TV precisa de alternativas à violência

ESTHER HAMBURGER
ESPECIAL PARA A FOLHA

Como representar a violência sem contribuir para aumentá-la ou ocultá-la? Ao contrário da vigilância centralizada de que falava Michel Foucault, a difusão contemporânea excessiva de violência sugere uma espécie de panóptico ao contrário.
Grupos e exércitos atuantes nas regiões onde o conflito étnico e religioso tornou-se endêmico apostam em uma espécie de guerrilha audiovisual, estratégia tão ou mais importante que a disputa bélica. Os atentados cinematográficos feitos para a televisão em 11 de setembro de 2001 são, é claro, o exemplo mais acabado dessa técnica pós-moderna de intervenção simbólica.
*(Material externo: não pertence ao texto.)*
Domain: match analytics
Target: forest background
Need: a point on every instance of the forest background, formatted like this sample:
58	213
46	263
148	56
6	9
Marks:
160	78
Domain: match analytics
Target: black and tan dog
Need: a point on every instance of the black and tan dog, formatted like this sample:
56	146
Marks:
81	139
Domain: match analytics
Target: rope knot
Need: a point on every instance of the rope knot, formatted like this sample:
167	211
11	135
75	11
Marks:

Mas a disputa pelo controle dos mecanismos de produção e circulação da representação vai além dos grandes eventos. A cada dia o estoque internacional de imagens de violência radical se renova.
A última semana foi rica em exemplos escabrosos de uma variedade obscena de técnicas de tortura. As fotos oficiais de corpos nus de prisioneiros iraquianos humilhados continuam a ser exaustivamente exibidas nas TVs do mundo inteiro.
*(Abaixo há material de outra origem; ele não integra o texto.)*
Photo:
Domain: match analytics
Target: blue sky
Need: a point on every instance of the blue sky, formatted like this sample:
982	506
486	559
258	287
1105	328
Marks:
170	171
O contra-ataque na forma de degola on-line seguiu o mesmo caminho, invadindo o espaço doméstico. Explosões cotidianas ao redor do mundo garantem uma repercussão que contrasta com a relativa invisibilidade da chaga brasileira.
Aqui não há facções que clamem por atentados. Não há "imagens de impacto" dos policiais que invadiram um supermercado na zona leste paulistana, matando "por acidente" a dona Raimunda Furtado, que fazia compras no último domingo. Ela caiu sem socorro. Ou dos misteriosos assassinos que, na calada da noite, acertaram oito tiros em Luís Pereira do Nascimento, o ex-interno da Febem que acabara de lançar um livro em co-autoria com outros colegas de internato.
Tampouco visualizamos o funcionário fantasma de uma empresa de segurança privada que matou à queima-roupa e à luz do dia um estudante em uma praça do Alto de Pinheiros na capital paulista. A falta de imagens deveria estimular a pesquisa de formas de representação que contribuam para eliminar a demanda diária da mídia por doses crescentes de sangue.